I mean, once again having The Chenbot, Zingbot 3000, and good Ol' Uncle Morty in our lives is creepy enough.  But less than seven weeks until those of us blessed enough to count ourselves as Chiefs season ticket holders will confirm our mental instability by not just attending, but paying to attend, preseason football?  Man, this year has flown by!

No NFL season can truly get underway, until this certifiable lunatic, posts the season's NFL Coaches Power Poll ... and in a "what are the bleeping odds -- no, really, what are the bleeping odds!" coincidence, this post?  Is your 2014 Stevo's NFL Coaches Power Poll!  (kazoo voice) !!!!!!!!!!!!!!!!!!!


(*: as always, the weather controls whether I show up, for a Thursday night preseason game or not.  If it’s 92 plus and not a cloud in the sky, hell yes I’m showing up to get some sun and have a few libations.  If it’s 79 and raining?  Not a chance in hell.)

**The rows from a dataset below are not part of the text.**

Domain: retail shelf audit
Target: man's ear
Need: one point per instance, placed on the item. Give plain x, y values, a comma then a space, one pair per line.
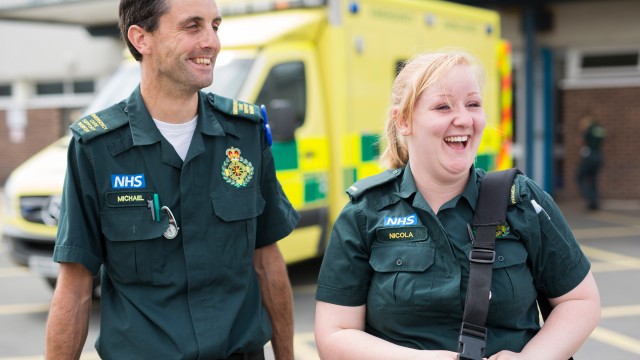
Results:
402, 126
139, 38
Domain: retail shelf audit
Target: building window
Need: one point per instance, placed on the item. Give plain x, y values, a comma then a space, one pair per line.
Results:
62, 88
52, 88
610, 60
83, 87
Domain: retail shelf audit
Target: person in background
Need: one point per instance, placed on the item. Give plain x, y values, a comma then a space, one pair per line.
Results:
393, 281
173, 193
591, 160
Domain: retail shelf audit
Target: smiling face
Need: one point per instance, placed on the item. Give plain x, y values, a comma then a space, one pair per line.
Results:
182, 51
447, 125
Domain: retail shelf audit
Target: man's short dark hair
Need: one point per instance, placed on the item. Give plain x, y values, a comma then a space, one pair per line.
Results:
144, 13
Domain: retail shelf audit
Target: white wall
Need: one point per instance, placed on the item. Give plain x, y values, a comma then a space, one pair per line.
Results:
34, 51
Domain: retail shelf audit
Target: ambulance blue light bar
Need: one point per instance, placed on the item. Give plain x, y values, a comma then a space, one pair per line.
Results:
240, 7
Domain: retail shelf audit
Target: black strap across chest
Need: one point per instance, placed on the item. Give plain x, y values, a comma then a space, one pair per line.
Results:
491, 211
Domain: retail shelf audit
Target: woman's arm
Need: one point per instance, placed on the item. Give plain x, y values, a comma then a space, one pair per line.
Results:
574, 316
340, 334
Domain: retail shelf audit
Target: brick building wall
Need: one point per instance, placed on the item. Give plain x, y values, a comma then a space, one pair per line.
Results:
44, 126
616, 110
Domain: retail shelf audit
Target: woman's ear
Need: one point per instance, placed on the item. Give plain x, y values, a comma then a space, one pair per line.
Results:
402, 126
139, 38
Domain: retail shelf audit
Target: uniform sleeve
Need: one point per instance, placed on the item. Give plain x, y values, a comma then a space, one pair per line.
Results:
345, 273
279, 217
78, 238
557, 263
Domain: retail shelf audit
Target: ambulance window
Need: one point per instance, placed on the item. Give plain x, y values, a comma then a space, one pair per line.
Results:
286, 82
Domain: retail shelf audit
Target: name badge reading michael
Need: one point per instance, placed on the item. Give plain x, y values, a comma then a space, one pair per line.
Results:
129, 198
403, 233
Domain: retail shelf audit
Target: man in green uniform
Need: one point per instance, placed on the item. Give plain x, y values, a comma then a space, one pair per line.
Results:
590, 161
173, 193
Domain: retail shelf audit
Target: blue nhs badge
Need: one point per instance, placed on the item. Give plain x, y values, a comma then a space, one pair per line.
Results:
401, 220
122, 181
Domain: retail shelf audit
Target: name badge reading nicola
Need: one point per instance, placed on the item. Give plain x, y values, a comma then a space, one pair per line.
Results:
403, 233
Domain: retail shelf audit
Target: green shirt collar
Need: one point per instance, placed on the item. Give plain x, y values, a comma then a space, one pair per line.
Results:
470, 193
144, 130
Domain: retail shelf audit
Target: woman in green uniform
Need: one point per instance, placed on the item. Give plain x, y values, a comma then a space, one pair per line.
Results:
394, 278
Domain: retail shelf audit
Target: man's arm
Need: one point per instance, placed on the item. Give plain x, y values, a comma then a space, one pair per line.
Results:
68, 321
276, 297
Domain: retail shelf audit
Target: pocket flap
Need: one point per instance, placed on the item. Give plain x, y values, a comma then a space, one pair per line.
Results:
238, 205
131, 225
402, 257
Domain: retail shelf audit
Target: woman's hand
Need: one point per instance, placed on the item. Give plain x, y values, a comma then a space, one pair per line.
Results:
507, 355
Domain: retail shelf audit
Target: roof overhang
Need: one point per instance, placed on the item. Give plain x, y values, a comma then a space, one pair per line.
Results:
88, 13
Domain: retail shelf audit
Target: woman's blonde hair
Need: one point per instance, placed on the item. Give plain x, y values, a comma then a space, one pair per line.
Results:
419, 73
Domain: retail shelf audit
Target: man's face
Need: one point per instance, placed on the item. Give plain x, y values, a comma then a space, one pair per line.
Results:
184, 47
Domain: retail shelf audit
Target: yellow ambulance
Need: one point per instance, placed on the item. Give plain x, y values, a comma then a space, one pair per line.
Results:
324, 71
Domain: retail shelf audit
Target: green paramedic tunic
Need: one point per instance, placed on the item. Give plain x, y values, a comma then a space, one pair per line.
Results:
389, 250
195, 296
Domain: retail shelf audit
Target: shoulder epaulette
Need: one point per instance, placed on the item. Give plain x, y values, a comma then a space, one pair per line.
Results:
235, 107
514, 195
360, 187
102, 122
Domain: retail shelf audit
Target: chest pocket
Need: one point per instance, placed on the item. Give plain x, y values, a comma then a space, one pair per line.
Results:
137, 252
402, 281
512, 287
237, 217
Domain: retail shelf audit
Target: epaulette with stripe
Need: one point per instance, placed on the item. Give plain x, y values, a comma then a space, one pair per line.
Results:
235, 107
102, 122
360, 187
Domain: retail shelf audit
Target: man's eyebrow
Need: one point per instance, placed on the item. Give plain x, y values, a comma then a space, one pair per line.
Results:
199, 19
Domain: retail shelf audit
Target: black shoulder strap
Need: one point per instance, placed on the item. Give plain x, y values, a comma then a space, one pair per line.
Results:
491, 210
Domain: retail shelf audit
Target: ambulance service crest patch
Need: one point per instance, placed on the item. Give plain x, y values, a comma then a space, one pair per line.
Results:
236, 170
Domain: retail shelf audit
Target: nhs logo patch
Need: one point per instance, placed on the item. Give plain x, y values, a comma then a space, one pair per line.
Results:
401, 220
121, 181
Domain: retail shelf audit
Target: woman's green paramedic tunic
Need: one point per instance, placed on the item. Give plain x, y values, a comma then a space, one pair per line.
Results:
391, 252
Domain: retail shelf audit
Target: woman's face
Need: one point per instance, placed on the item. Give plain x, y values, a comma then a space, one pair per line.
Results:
448, 122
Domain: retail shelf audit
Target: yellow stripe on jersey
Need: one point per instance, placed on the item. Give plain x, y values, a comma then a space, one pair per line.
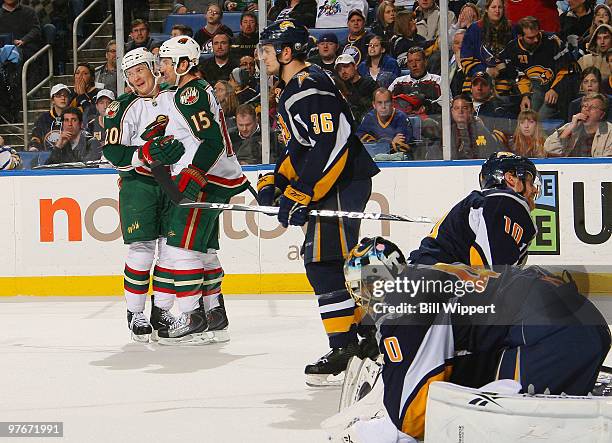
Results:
475, 257
413, 422
322, 187
287, 170
517, 365
338, 324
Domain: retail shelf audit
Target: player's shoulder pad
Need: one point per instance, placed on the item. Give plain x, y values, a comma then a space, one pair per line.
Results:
505, 193
116, 108
311, 77
167, 87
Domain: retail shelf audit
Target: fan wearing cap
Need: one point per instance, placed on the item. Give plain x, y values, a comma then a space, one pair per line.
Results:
490, 109
359, 89
386, 124
357, 41
327, 47
48, 125
95, 125
74, 144
325, 166
334, 13
419, 81
240, 79
470, 139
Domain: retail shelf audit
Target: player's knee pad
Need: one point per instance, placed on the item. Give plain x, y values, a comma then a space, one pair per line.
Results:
182, 259
140, 255
325, 277
211, 260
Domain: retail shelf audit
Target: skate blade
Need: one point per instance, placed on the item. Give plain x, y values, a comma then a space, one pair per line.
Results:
324, 380
199, 339
220, 336
143, 338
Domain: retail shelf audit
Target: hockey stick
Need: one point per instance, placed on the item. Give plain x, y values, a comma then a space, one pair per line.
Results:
273, 210
74, 165
167, 184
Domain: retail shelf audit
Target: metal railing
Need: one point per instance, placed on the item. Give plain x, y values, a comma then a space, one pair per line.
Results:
24, 87
75, 27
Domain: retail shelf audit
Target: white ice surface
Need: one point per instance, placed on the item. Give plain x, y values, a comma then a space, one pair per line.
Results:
71, 360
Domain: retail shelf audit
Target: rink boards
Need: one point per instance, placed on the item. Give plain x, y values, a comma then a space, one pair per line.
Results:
62, 227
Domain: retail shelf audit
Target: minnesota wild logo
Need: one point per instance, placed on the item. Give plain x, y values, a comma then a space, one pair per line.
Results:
189, 96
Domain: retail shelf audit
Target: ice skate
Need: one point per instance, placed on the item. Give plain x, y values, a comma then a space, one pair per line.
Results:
218, 322
160, 319
329, 369
187, 329
139, 326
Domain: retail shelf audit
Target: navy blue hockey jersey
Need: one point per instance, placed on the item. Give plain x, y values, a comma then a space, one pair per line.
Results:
318, 127
487, 228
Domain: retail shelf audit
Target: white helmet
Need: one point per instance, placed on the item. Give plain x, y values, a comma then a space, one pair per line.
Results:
136, 57
179, 47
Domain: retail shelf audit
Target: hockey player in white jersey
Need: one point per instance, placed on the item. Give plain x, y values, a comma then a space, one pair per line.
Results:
208, 171
135, 126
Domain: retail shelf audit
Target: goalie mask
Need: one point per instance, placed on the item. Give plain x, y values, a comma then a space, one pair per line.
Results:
371, 261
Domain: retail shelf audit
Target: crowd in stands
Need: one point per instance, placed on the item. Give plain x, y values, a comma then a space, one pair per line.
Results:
529, 76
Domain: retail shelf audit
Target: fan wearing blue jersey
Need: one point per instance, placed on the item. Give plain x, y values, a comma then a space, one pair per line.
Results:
325, 166
386, 124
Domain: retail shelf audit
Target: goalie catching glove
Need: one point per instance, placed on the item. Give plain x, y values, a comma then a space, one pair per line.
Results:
293, 207
165, 149
191, 181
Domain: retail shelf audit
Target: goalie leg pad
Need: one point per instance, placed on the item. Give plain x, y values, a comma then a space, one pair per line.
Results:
359, 380
456, 413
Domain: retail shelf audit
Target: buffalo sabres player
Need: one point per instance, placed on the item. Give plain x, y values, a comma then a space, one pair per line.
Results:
135, 137
325, 166
208, 171
546, 336
491, 226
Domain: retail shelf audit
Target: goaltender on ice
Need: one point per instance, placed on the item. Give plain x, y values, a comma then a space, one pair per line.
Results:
540, 333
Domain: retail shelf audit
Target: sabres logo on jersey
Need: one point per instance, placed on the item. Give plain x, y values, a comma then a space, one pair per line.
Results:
540, 74
112, 109
286, 25
189, 96
302, 76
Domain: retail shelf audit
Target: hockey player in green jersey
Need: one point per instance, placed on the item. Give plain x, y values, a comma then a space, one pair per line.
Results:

First, a quick primer on how this thing works.  The first NFL Coaches Power Poll was informally done by "The Voice of Reason" and I, one Sunday evening back in the fall of 2000, when we were debating whether or not Gunther Cunningham should see year three at the helm of the Chiefs.  I think we ultimately decided Ol' Gun ranked somewhere in the high 20s (which is not good) out of the 31 head coaches** the League employed at that point.  Ever since then, I've done the same thing to kick off the season -- ranking these thirty two gentlemen in reverse order of "would I want this guy coaching the Chiefs".

If you are ranked #1?  You are Chuck Noll awesome.
If you are ranked #32?  You are Rich Kotite awful.

And every coach listed after you to appear?  I'd rather have coaching the Chiefs, instead of you.  For example, if "Fat" Andy Reid comes in at #6 (and he's not ... although damned close, to #6), that means there are five current NFL head coaches, I'd take over "Fat" Andy to coach the Chiefs ... and twenty seven current NFL head coaches, I'd take "Fat" Andy over to coach the Chiefs.

Oh, and in the interest of fairness, my favorite NFL head coach of all time is the beloved (on this site at least) Wayne "Ol' Buck" Fontes, so always keep in mind, when reading what I think of your team's head coach, that Ol' Buck himself, a man mocked on NFL PrimeTime as "Rasputin" for a decade, a man who once kept his job because his owner told the assembled media "well, I didn't fire him, and he didn't offer to quit, so I guess (Wayne) will be back next season", that guy?  Is my favorite coach of all time.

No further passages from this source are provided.